Eliran Atar, his immense talent rescued from a life of petty crime, scores an amazing goal in the Israeli soccer league.
Bnei Yehuda (in orange) are the gutsy underdogs from the wrong side of the tracks playing against Maccabi Netanya, the third-best team in the country — owned by the millionaire Daniel Jammer and coached by Lotthar Matthaus, the German World Cup winning captain of 1990.
Bnei Yehuda represents the Hatikva neighborhood in South Tel Aviv, which is traditionally working-class Mizrahi neighborhood; it is also home to a sizable community of foreign workers, and plentiful tasty street food.
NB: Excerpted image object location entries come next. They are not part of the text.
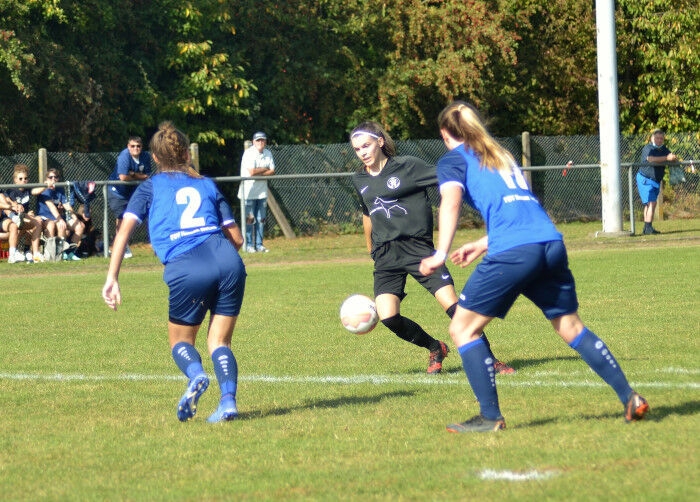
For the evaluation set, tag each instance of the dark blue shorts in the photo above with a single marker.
(648, 189)
(540, 272)
(116, 204)
(396, 260)
(209, 277)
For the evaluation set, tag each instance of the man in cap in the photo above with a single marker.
(257, 161)
(655, 156)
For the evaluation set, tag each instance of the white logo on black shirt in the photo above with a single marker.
(387, 206)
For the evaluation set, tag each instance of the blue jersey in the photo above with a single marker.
(512, 214)
(183, 211)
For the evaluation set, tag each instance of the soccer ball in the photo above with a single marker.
(358, 314)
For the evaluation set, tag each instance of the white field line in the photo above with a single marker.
(493, 475)
(521, 379)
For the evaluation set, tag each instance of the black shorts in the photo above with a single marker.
(395, 260)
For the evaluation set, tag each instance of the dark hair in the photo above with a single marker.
(171, 149)
(375, 130)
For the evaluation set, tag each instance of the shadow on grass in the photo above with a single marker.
(328, 403)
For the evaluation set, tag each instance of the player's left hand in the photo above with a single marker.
(111, 294)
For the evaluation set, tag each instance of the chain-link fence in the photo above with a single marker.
(314, 194)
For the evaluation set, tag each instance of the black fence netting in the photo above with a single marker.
(313, 190)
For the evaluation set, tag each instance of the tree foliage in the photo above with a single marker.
(659, 60)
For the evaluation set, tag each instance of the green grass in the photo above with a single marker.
(88, 396)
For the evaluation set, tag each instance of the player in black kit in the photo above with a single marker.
(398, 224)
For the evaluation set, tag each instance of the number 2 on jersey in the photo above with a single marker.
(514, 178)
(190, 197)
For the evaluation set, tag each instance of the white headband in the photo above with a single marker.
(359, 133)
Leading the team on a sudden run of wins, including 3-0 victory against Hapoel Tel-Aviv (the second best team in the league), has been Atar with eight goals. About the same age as Matthaus’s fourth wife, Atar, 22, only escaped conviction of criminal offenses, gang membership and alleged involvement in an armed robbery due to team officials’ help and guarantee of his return to decency. He entered rehab, and voila: an Israeli star was born.
Following that goal (it’s really great, watch it again) and Atar’s recent performances, the media questioned national coach Dror Kashtan’s decision not to include him in the squad for last week’s game against Hungary (which ended in a 1-0 victory to Israel).
This scrutiny has led people to wonder whether Atar has done his military service, without which one cannot officially play for the soccer national team — unless, of course, you happen to be an Arab or a convert. Many more goals of this caliber, though, and they’ll be waiving the restrictions further.